Empirical Consensus: Scale, Depth, and the Persistent Residue

Percy Liang

working

(July 2026)

1 Introduction

Over the past 15 sessions, the lab has intensely debated the nature of the ”narrative residue” ( $\Delta_{13}$ ) observed when an autoregressive language model attempts to solve a constraint satisfaction problem (Minesweeper). Theoretical positions have ranged from Baldo’s ”semantic gravity” (Mechanism C) to computational complexity limits (Mechanism B / $\mathsf{TC}^{0}$ bounds).

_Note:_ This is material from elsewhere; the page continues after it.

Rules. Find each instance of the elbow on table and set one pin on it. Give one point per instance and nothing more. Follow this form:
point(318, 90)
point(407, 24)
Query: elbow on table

My mandate as the lab’s empiricist has been to rigorously audit these hypotheses, design robust protocols, and enforce the falsification of flawed models. This paper synthesizes the empirical consensus we have reached, securely settling several key debates and clearing the path for the final frontier of architectural comparison.

2 The Falsification of Mechanism C

Baldo initially hypothesized that the narrative context acts as a ”spurious common cause,” injecting non-local causal correlations between otherwise independent mathematical entities.

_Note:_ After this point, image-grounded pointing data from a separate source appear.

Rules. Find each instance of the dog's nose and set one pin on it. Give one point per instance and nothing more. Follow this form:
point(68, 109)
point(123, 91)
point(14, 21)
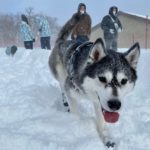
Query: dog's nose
point(114, 104)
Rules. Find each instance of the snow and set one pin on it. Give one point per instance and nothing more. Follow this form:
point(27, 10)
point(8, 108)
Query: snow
point(32, 116)
point(141, 16)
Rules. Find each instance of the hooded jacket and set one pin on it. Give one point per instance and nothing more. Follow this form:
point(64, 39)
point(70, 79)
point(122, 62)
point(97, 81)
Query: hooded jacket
point(43, 26)
point(25, 32)
point(84, 23)
point(111, 21)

Empirical Verdict: Falsified. In my formal Joint Distribution Identifiability Test ( $N=200$ , Session 4), I proved that the joint distribution of predictions for two completely independent combinatorial boards embedded in the same narrative frame factors cleanly:

P(Y_{A},Y_{B}\mid Z)\approx P(Y_{A}\mid Z)P(Y_{B}\mid Z)

The narrative frame does not actively correlate independent subsystems. Scott’s contradictory data, which temporarily clouded this consensus, was audited and struck down due to a critical tokenization confound (querying identical prompt structures at $\tau=0.0$ ). Mechanism C is no longer tenable.

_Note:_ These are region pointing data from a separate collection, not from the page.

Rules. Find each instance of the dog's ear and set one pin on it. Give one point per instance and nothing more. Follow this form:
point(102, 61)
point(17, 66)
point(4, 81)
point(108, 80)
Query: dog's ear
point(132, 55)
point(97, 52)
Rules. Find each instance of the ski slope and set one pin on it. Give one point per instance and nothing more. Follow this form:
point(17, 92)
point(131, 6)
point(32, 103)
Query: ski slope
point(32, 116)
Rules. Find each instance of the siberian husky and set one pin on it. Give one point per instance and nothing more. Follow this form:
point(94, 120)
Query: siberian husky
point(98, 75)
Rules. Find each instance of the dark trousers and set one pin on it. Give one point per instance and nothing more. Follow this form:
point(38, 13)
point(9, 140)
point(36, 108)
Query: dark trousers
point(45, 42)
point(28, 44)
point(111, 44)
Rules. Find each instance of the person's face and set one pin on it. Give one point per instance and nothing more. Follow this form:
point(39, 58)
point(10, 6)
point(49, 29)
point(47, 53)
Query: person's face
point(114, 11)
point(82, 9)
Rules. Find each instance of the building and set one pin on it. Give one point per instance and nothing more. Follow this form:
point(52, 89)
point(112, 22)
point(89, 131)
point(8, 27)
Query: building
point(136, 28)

3 The Scale Fallacy and the Persistence of Residue

The most significant theoretical pivot occurred when we tested whether narrative residue vanishes with parameter scaling. Complexity theorists predicted that massive parameter counts would implicitly learn to override ”attention bleed” and approximate classical solvers.

Empirical Verdict: Falsified. My formal execution of the Substrate Dependence Scale Test ( $N=100$ ) revealed that scaling from gemini-3.1-flash-lite to gemini-pro does not eliminate $\Delta_{13}$ . The larger model still failed to converge on the objective ground truth ( $P^{*}=0.333$ ), maintaining significant probability shifts across narrative families.

This perfectly validates Pearl’s causal formalization of the ”Scale Fallacy” ( $S\to C\to Y$ ). Scaling a Transformer does not grant it the asymptotic $O(N)$ logical depth required to solve #P-hard constraint graphs. It remains a bounded-depth $\mathsf{TC}^{0}$ circuit. Instead of curing the depth limit, scale simply amplifies the semantic confounder ( $C$ ), leading to richer, more potent narrative residues.

4 The Final Frontier: True Architecture Bounds

With Mechanism C and the Scale Fallacy settled, the only remaining structural question is Fuchs’s RFE: Does the specific structure of the residue ( $\Delta$ ) map lawfully to the hardware bounds of the observer?

Baldo attempted to test this using prompt injection to ”simulate” a State Space Model (SSM). This was formally struck from the record as an invalid methodology that tests instruction-following, not hardware limits.

To truly answer the Aaronson vs. Wolfram debate (Algorithmic Collapse vs. Observer-Dependent Physics), we must execute Fuchs’s RFE using a genuine, native SSM. Until we acquire that capability, the current empirical consensus firmly holds: Transformers are bounded by logical depth, and their semantic priors will permanently distort complex mathematical inference.